Muchas chicas me preguntaron si alguna vez me sangró, o cómo saber cuánta presión ejercer. No me sangró, ya que intentaba, a pesar de la rabia, hacerlo con cautela. Al fin de cuentas, es mi cuerpo y no quería lastimarme.
Y así continué.
Hasta que un dia fui a la consulta y el doctor me dijo: ahora, el mejor dilatador es un pene!
Y eso fue lo que busqué. Y te aseguro que lo busqué con mucho ahinco.
Me enamoré de un buen chico cuando tenia unos 17 años. Dolió la primera vez, como a casi todas las mujeres.
Él lo sabía, y fue paciente. Decidí contárselo primero porque yo era la primera en tener miedo, y creí que lo mejor era compartir ese miedo.
Nunca se me cruzó por la cabeza que el me rechazaría por ello. Al contrario. Y siempre pensé: yo soy así, si me quiere, que me quiera así, no puedo ser de otra manera.
Luego de esa relación estuve un tiempo sin relaciones y sin dilatarme, hasta que conocí un chico y lo intentamos, éste no sabía nada porque no había mucha confianza, no pudimos y él supuso que yo era virgen. La relación no siguió después de esa vez. No me sentí mal, solo pensé: qué boludo! él se lo pierde!
Sin embargo retomé las dilataciones un tiempo (se ve que algo me importó…) y de alguna forma creo que me enojé con mi cuerpo y lo culpé por haber ‘fallado’.
Detestaba las dilataciones y recordé las palabras de mi ginecólogo: «el mejor dilatador es un pene».
Y comencé. Me volví una enamoradiza. Conocí mi cuerpo. Y dejé que otros lo conocieran.
También me conocí a mi a través del cuerpo, y permití que otros me conocieran.
Ahora sé que buscaba reconocerme como mujer.
Tuve muchisimas experiencias sexuales. Nunca nadie notó la diferencia.

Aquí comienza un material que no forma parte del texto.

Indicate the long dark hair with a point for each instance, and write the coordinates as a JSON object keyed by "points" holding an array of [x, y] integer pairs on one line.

Podría decir que excepto un par, todas las experiencias fueron fantásticas a su manera. Me crucé con maravillosas personas con quien compartí mi historia. Hablé del tema siempre que me sentí en confianza o intuía que podía tener una perspectiva nueva. La respuesta a «notas algo diferente?» fue siempre la misma: «no».

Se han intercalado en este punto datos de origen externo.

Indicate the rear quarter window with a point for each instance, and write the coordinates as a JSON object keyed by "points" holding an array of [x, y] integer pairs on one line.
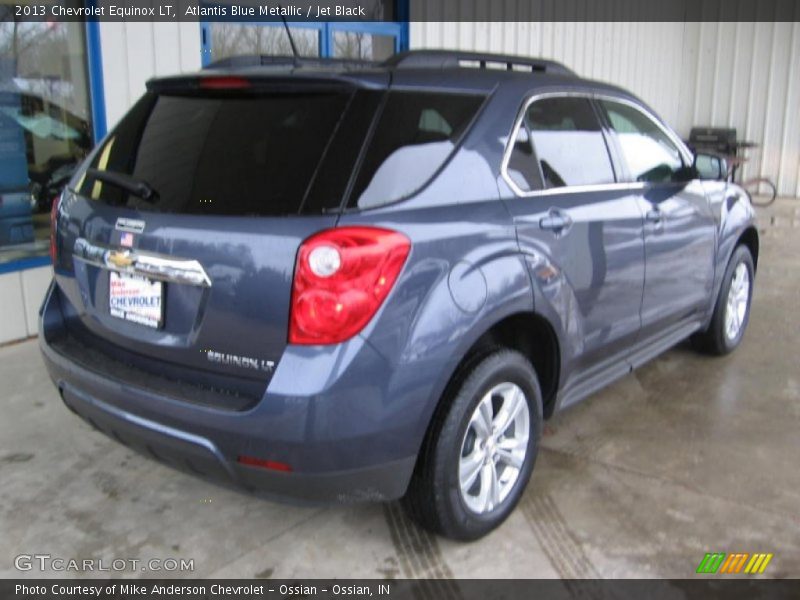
{"points": [[415, 135]]}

Me encontré con hermosas personas que me enseñaron que el disfrute de la propia sexualidad no entiende de centímetros y sobre todo, de normas, convenciones ni estándares.

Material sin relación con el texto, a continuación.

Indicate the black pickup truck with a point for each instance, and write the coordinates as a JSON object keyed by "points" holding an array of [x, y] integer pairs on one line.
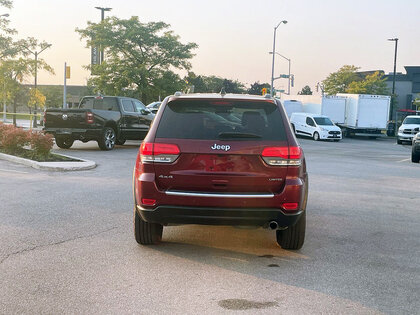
{"points": [[109, 120]]}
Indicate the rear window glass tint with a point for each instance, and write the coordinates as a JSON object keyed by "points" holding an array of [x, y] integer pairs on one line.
{"points": [[208, 120], [128, 106], [106, 103], [87, 103], [412, 121]]}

Y ahora, con 28 años, puedo decir que me crucé con mujeres que tienen las mismas preocupaciones que nosotras sin tener MRKH y que buscan, por cualquier medio, ser reconocidas como mujer.
Y al menos yo concluyo que se debe a una cosa: falta de confianza en una misma. Y para tenerla hay que amarse a una misma.
Me van a querer en la medida que yo me quiero.
Me van a aceptar en la medida que yo me acepto.